Re: Hempel's paradox redux

From: Eliezer S. Yudkowsky (sentience@pobox.com)
Date: Thu Sep 15 2005 - 14:02:10 MDT


Ben Goertzel wrote:
> Hey Eli,
>>> http://www.goertzel.org/new_essays/hempel.htm
>> I find your lack of faith disturbing.
>
> Well, my wife and I found the flaw in a brief conversation before we went to
> sleep last night but I was really tired and I didn't feel like dealing with
> the computer anymore ;)
>
> As she pointed out, the situation with states 2 and 4 in my little story
> about the midget is a lot like the situation where you have two coins, one
> with two heads and one regular coin with a head and a tail. If you are told
> that one has been tossed and the result was a head, then the odds are 2:1
> that the the coin in question was the double-headed coin. [The heads are
> W's, the tail is a B]
>
> Duuuuhhh...

That was one mistake, yes.

Marcello caught the first one, but his algebra may have been hard for
some to follow, so I now explain it intuitively.

1)

A mathematician tells you that he has two children. You ask, "Is one of
your children a boy?" and the mathematician answers "Yes." What is the
probability that the other child is a girl? Two-thirds. Why? Because
the possible birth orders are BB, BG, GB, and GG, each equally probable.
  For the first three the mathematician certainly answers "Yes" to your
question, and for the fourth the mathematician certainly answers "No".
So since the likelihoods are equal for the first three probabilities,
the mathematician's answer doesn't change your prior belief that the
mathematician is twice as likely to have a girl and a boy as to have two
boys.

But suppose that you randomly sample a child, and the child is a boy.
It is now equally likely that the other child is a boy, or that the
child is a girl, because BB is twice as likely to produce a boy in a
random sample as BG or GB.

Still another way of looking at it is that you have incorrectly
decomposed your uncertainty into atomic possible worlds. Atomic
possible worlds must slice reality as finely as possible, so an atomic
possible world includes, as background state, the values of 'random'
variables. "One white raven and one white nonraven" is not an atomic
possible world, but a set of possible worlds, because it fails to
specify the value of an important random variable. An *atomic* possible
world, relative to your problem space, is "One white raven and one white
nonraven exist, and 'random' sampling will produce a white raven". By
the definition of random sampling, this possibility contains half the
probability mass within the set of possible worlds "One white raven and
one white nonraven." This atomic possible world is ruled out if random
sampling of a white object produces a nonraven, and the probability mass
collectively within the set "One white raven and one white nonraven"
decreases accordingly.

2)

> "If the midget gives you a nonblack entity when asked, that means the bag must be in states 1, 2, 3 or 4."

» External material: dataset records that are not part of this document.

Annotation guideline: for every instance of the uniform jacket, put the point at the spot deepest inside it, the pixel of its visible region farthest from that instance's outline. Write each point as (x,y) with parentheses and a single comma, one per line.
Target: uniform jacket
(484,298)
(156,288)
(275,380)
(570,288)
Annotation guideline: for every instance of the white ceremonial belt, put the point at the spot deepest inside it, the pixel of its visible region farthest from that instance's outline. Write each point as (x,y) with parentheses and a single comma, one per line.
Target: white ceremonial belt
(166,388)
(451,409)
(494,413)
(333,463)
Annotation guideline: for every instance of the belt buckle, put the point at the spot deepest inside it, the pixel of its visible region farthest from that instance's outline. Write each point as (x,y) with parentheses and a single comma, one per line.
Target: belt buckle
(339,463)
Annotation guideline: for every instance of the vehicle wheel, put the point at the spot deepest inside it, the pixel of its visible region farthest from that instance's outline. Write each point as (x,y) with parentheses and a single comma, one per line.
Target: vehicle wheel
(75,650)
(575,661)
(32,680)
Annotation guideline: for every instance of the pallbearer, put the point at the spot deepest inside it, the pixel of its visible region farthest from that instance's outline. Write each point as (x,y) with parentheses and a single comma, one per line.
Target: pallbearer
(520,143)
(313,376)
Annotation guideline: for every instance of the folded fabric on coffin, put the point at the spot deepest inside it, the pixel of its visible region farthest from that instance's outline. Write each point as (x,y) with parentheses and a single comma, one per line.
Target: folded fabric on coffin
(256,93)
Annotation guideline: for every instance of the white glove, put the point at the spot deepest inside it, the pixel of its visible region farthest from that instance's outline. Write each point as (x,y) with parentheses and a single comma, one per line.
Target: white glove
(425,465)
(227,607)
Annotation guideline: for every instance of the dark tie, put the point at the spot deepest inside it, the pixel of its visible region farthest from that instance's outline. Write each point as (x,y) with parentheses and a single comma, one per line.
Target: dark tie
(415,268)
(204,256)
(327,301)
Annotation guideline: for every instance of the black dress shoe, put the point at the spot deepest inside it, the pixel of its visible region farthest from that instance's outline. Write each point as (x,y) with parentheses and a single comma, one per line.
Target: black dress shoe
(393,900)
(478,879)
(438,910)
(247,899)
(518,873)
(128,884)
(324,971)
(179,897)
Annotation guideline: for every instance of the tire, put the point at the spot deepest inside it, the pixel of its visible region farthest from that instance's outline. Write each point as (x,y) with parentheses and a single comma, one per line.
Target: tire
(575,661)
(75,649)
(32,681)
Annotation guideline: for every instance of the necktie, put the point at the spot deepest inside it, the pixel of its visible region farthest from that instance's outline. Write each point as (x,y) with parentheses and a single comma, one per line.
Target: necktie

The bag must be in states 2, 3, 4, 6, or 7.

3)

> "So if the ratio is unchanged via the observation of a white nonraven, i.e. if
>
> P_prior(black|raven) / P_prior(white|raven) =
>
> P(black|raven & I have chosen a random white entity and found it to be a nonraven) /
>
> P(white|raven & I have chosen a random white entity and found it to be a nonraven)
>
> (as we see from the fact that b_2/b_4 = a_2/a_4)"

?? This doesn't follow at all. Previously, you would have to calculate
your prior probability that a randomly sampled raven would be black or
white by taking into account the probability mass in every one of your
(sets of) possible worlds 1 through 7. You cannot calculate your prior
probability using worlds 2 and 4 alone.

4)

> "So there is no Hempel paradox in this case. Here we are able to observe evidence increasing our estimate of
>
> P(non-raven|non-black)
>
> without affecting our estimate of
>
> P(black|raven)"

Hempel's Paradox arises because the statements "All ravens are black"
and "All non-black objects are not ravens" are logically equivalent,
under the standard mathematical interpretation where "All ravens are
black" is vacuously true if no ravens exist.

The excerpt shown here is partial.